En un momento como este, un soldado todo rasguñado entró corriendo.
—Señor, nuestro oponente ha atravesado nuestra última línea de defensa, ¡vamos a caer rápido!
—¡M****a, voy a matarlos yo mismo!
Yan Lu golpeó la mesa de nuevo mientras recogía el arma láser de simulacro.
Munan se paró frente a él y le dijo serio: —Voy contigo, si fallamos, fallaremos juntos.
—¡Vamos todos entonces!
Todos recogieron las armas láser, preparados para tener una última batalla con su oponente.
Esto podría ser un simulacro, pero lo trataron con la severidad que merecía un combate real.
Estaban abrumados por el dolor y la indignación ante esta pérdida inminente.
Sin embargo, incluso con Munan liderando en persona, su pérdida era inevitable.
Simplemente estaban retrasando su inexorable derrota.
Sus estrategias se rompieron antes de que comenzara la guerra.
Estaban destinados a perder.
Cuando todo estaba dicho y hecho, la duda surgió en la mente de Munan, pero rápido se lo quitó de la cabeza.
Él era el comandante.
¡Era la única persona que no podía ser afectada por la actitud derrotista!
Además, una pérdida no equivale a una pérdida total.
El simulacro real todavía estaba a varios meses de distancia.
Sin embargo, desde la perspectiva del equipo de Saohuang, su oponente ya había perdido.
—Esto es sólo un pequeño simulacro, ¿era realmente necesario que el Mayor Xi entrara en la batalla?
Saohuang se dirigió hacia Munan y comentó con una desagradable sonrisa de satisfacción.
En comparación con Munan, que tenía lodo por todo el uniforme, Saohuang no tenía ni una mota de polvo encima.
Durante los pocos días que duró el simulacro, dirigió a su equipo desde atrás.
Ni una sola vez participó en un combate real.
De inmediato se hizo un contraste entre los dos.
Munan era el perdedor obvio…
Esta pérdida fue una humillación absoluta.
Sin embargo, Munan mantuvo la calma, su mirada tan aguda como siempre.

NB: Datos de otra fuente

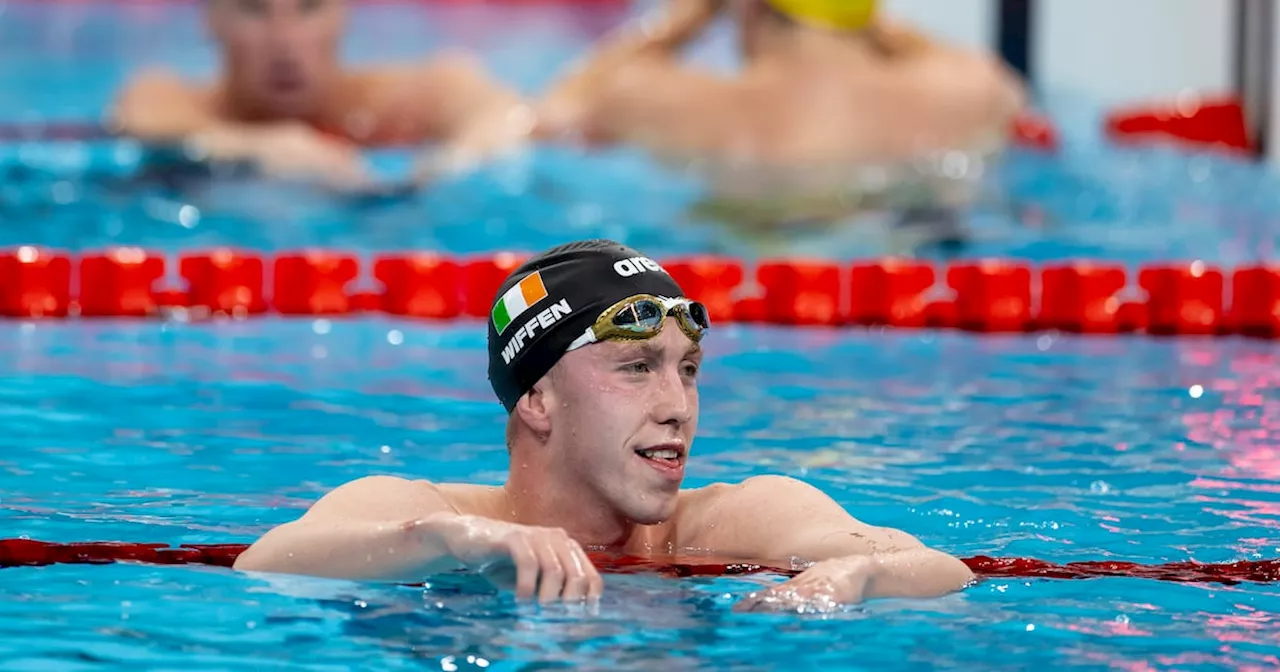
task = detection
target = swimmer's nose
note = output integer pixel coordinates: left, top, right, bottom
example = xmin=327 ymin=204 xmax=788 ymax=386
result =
xmin=649 ymin=367 xmax=692 ymax=428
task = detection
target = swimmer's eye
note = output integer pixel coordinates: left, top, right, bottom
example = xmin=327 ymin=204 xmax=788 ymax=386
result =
xmin=236 ymin=0 xmax=266 ymax=15
xmin=622 ymin=361 xmax=653 ymax=374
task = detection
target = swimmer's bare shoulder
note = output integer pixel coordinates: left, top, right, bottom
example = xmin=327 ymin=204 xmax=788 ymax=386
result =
xmin=236 ymin=476 xmax=498 ymax=579
xmin=675 ymin=475 xmax=923 ymax=562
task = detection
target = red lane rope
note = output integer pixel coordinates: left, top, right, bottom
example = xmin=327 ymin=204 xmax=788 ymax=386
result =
xmin=0 ymin=246 xmax=1280 ymax=338
xmin=0 ymin=539 xmax=1280 ymax=585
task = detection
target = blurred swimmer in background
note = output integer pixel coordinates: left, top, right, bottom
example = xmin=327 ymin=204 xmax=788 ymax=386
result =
xmin=540 ymin=0 xmax=1025 ymax=248
xmin=109 ymin=0 xmax=534 ymax=187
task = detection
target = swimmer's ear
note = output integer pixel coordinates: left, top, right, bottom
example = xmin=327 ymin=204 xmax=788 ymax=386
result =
xmin=516 ymin=379 xmax=552 ymax=438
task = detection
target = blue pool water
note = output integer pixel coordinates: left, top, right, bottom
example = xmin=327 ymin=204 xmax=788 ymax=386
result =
xmin=0 ymin=319 xmax=1280 ymax=669
xmin=0 ymin=3 xmax=1280 ymax=671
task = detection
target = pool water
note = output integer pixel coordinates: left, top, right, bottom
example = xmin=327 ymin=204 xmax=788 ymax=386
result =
xmin=0 ymin=0 xmax=1280 ymax=266
xmin=0 ymin=3 xmax=1280 ymax=671
xmin=0 ymin=319 xmax=1280 ymax=669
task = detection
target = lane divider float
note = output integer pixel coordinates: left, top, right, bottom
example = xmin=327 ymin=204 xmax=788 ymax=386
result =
xmin=0 ymin=539 xmax=1280 ymax=585
xmin=0 ymin=246 xmax=1280 ymax=338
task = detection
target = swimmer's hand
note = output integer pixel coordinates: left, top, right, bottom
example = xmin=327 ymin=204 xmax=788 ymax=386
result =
xmin=735 ymin=548 xmax=975 ymax=613
xmin=733 ymin=556 xmax=878 ymax=613
xmin=439 ymin=516 xmax=604 ymax=603
xmin=189 ymin=123 xmax=371 ymax=191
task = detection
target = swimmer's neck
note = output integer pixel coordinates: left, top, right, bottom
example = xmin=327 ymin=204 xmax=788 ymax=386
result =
xmin=499 ymin=470 xmax=666 ymax=553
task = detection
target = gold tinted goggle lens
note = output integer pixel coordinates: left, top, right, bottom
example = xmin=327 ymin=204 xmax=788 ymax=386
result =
xmin=571 ymin=294 xmax=710 ymax=349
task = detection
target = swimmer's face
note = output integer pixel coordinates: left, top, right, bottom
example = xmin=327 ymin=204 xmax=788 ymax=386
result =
xmin=547 ymin=317 xmax=703 ymax=525
xmin=209 ymin=0 xmax=346 ymax=118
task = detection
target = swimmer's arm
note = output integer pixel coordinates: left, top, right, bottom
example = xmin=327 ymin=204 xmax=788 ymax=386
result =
xmin=540 ymin=0 xmax=723 ymax=136
xmin=108 ymin=70 xmax=221 ymax=142
xmin=721 ymin=476 xmax=974 ymax=598
xmin=108 ymin=70 xmax=320 ymax=161
xmin=234 ymin=476 xmax=462 ymax=581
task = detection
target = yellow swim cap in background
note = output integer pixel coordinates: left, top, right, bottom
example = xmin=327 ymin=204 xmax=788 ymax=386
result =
xmin=764 ymin=0 xmax=876 ymax=31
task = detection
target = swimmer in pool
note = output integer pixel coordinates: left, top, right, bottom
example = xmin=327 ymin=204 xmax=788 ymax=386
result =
xmin=109 ymin=0 xmax=532 ymax=186
xmin=236 ymin=241 xmax=974 ymax=609
xmin=540 ymin=0 xmax=1024 ymax=243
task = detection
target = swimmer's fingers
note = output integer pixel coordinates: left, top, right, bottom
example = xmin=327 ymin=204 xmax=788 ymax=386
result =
xmin=573 ymin=543 xmax=604 ymax=600
xmin=531 ymin=531 xmax=564 ymax=602
xmin=506 ymin=535 xmax=539 ymax=599
xmin=559 ymin=534 xmax=600 ymax=602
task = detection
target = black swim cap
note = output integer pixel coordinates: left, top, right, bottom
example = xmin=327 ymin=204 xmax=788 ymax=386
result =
xmin=489 ymin=239 xmax=685 ymax=413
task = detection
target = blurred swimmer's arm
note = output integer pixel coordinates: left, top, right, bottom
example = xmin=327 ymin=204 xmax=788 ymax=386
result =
xmin=108 ymin=70 xmax=219 ymax=142
xmin=109 ymin=72 xmax=366 ymax=187
xmin=713 ymin=476 xmax=974 ymax=602
xmin=539 ymin=0 xmax=724 ymax=136
xmin=236 ymin=476 xmax=471 ymax=581
xmin=394 ymin=55 xmax=535 ymax=182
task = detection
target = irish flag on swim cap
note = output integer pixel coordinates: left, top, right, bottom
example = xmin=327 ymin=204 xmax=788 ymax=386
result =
xmin=493 ymin=271 xmax=547 ymax=334
xmin=765 ymin=0 xmax=876 ymax=31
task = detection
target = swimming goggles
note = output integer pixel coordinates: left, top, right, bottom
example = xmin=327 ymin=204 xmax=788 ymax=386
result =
xmin=566 ymin=294 xmax=710 ymax=352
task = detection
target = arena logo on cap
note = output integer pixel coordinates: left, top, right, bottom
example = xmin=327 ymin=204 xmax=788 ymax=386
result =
xmin=613 ymin=257 xmax=667 ymax=278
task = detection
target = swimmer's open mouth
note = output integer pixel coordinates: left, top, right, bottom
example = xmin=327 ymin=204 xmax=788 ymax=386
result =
xmin=636 ymin=443 xmax=685 ymax=466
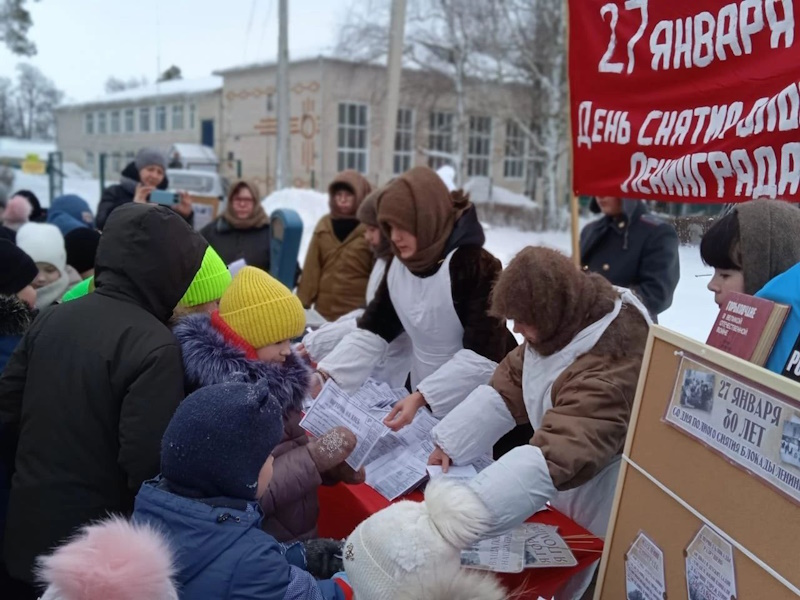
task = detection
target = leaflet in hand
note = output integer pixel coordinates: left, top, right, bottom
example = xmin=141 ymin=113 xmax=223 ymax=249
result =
xmin=366 ymin=409 xmax=438 ymax=501
xmin=428 ymin=465 xmax=478 ymax=480
xmin=461 ymin=523 xmax=578 ymax=573
xmin=521 ymin=523 xmax=578 ymax=569
xmin=300 ymin=379 xmax=391 ymax=470
xmin=461 ymin=531 xmax=525 ymax=573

—¿Qué tiene de malo que entre en la batalla?
Es mi orgullo luchar junto a mis hermanos.
Saohuang se mofó.
—De hecho, uno debe sentirse orgulloso incluso de las pérdidas.
Sus palabras estaban llenas de sarcasmo.
El comentario irritó a Yan Lu.
—¡Feng Saohuang, vamos a tener un cara a cara si te atreves!
¡Esta derrota no define nuestra habilidad, uno de nuestros hombres podría fácil matar a cualquiera de los tuyos!
Saohuang lo miró fijo y se mofó.
—De hecho, tu gente es muy impresionante, tan impresionante que mis hombres apenas usaron todo su poder para aplastarlos a todos ustedes.
¿Sabes cuál es la tasa de mortalidad de mi pelotón?
Bajo la mirada triste de Munan y su ayudante, las palabras salieron de la boca de Saohuang.
—Veinte por ciento.
Todos en el grupo de Munan se quedaron boquiabiertos.
Sólo el veinte por ciento…
¡Mientras que ellos ya habían sufrido una pérdida del sesenta por ciento y todavía estaba subiendo!
Un contraste tan marcado puso de manifiesto la severidad con la que habían sido derrotados.
Fue una matanza unilateral.
Ante una estadística tan alarmante, el grupo de Munan apenas tuvo energía para convocar una réplica.
La atmósfera bajó aún más.
Saohuang le dio una palmadita a Munan en el hombro con una sonrisa condescendiente y le consoló: —Pero que no te deprima.
Esto es un simulacro, después de todo.
Tal vez la próxima vez puedas cambiar las tornas sobre nosotros.
Mayor Xi, buena suerte.
Al menos dale a mis hombres un desafío la próxima vez.